Perspectives of Neural-Symbolic Integration
Title | Perspectives of Neural-Symbolic Integration PDF eBook |
Author | Barbara Hammer |
Publisher | Springer |
Pages | 325 |
Release | 2007-08-14 |
Genre | Technology & Engineering |
ISBN | 3540739548 |
When it comes to robotics and bioinformatics, the Holy Grail everyone is seeking is how to dovetail logic-based inference and statistical machine learning. This volume offers some possible solutions to this eternal problem. Edited with flair and sensitivity by Hammer and Hitzler, the book contains state-of-the-art contributions in neural-symbolic integration, covering `loose' coupling by means of structure kernels or recursive models as well as `strong' coupling of logic and neural networks.

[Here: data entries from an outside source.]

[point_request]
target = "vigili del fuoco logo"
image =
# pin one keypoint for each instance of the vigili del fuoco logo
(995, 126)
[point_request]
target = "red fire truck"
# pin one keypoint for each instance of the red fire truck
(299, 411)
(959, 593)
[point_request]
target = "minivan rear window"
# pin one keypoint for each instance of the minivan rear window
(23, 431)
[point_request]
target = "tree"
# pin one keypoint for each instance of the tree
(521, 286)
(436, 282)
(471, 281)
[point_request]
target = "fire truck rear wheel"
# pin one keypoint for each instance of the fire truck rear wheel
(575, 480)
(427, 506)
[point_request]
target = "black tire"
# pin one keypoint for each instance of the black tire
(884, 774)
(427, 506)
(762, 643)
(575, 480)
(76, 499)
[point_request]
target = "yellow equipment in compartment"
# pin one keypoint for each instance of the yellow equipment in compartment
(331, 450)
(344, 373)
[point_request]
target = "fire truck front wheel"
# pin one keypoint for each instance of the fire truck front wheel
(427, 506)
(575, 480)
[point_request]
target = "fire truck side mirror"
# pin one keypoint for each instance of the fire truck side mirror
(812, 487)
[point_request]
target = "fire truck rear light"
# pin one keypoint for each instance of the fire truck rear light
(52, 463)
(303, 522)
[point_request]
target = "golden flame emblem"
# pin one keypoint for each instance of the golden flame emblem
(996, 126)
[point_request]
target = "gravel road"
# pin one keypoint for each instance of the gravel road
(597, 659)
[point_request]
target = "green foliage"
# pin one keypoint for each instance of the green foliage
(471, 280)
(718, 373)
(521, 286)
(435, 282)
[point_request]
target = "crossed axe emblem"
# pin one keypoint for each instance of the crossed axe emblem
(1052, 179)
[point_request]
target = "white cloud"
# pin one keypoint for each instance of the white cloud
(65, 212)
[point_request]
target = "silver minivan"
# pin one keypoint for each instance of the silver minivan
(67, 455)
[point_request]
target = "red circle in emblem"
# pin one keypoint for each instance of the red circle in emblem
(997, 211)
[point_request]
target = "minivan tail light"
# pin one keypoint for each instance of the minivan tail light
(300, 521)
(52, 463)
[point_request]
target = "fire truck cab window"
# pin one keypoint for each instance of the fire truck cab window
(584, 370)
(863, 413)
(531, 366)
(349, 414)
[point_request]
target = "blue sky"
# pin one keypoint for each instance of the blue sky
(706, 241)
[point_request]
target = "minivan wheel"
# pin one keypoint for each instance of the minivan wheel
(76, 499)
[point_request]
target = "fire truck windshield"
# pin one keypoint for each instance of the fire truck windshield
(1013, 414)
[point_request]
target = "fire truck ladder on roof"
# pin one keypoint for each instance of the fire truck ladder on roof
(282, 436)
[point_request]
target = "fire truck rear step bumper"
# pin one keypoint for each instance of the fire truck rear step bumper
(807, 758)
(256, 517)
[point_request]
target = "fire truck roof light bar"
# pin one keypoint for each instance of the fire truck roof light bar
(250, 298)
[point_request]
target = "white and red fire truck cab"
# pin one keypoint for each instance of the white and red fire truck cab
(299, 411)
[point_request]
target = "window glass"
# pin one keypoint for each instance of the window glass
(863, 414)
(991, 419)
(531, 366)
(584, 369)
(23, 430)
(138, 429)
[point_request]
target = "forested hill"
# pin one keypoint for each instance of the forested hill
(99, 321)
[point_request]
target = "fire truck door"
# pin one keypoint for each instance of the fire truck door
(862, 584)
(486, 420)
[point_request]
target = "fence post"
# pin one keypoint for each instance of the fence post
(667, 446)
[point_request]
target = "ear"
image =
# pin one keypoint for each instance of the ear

Artificial General Intelligence, 2008
Title | Artificial General Intelligence, 2008 PDF eBook |
Author | Pei Wang |
Publisher | IOS Press |
Pages | 520 |
Release | 2008 |
Genre | Computers |
ISBN | 1586038338 |
Includes full-length papers, short position statements and also the papers presented in the post conference workshop on the sociocultural, ethical and futurological implications of Artificial General Intelligence (AGI).
IJCAI
Title | IJCAI PDF eBook |
Author | |
Publisher | |
Pages | 1620 |
Release | 2007 |
Genre | Artificial intelligence |
ISBN |
Neuro-Symbolic Artificial Intelligence: The State of the Art
Title | Neuro-Symbolic Artificial Intelligence: The State of the Art PDF eBook |
Author | P. Hitzler |
Publisher | IOS Press |
Pages | 410 |
Release | 2022-01-19 |
Genre | Computers |
ISBN | 1643682458 |
Neuro-symbolic AI is an emerging subfield of Artificial Intelligence that brings together two hitherto distinct approaches. ”Neuro” refers to the artificial neural networks prominent in machine learning, ”symbolic” refers to algorithmic processing on the level of meaningful symbols, prominent in knowledge representation. In the past, these two fields of AI have been largely separate, with very little crossover, but the so-called “third wave” of AI is now bringing them together. This book, Neuro-Symbolic Artificial Intelligence: The State of the Art, provides an overview of this development in AI. The two approaches differ significantly in terms of their strengths and weaknesses and, from a cognitive-science perspective, there is a question as to how a neural system can perform symbol manipulation, and how the representational differences between these two approaches can be bridged. The book presents 17 overview papers, all by authors who have made significant contributions in the past few years and starting with a historic overview first seen in 2016. With just seven months elapsed from invitation to authors to final copy, the book is as up-to-date as a published overview of this subject can be. Based on the editors’ own desire to understand the current state of the art, this book reflects the breadth and depth of the latest developments in neuro-symbolic AI, and will be of interest to students, researchers, and all those working in the field of Artificial Intelligence.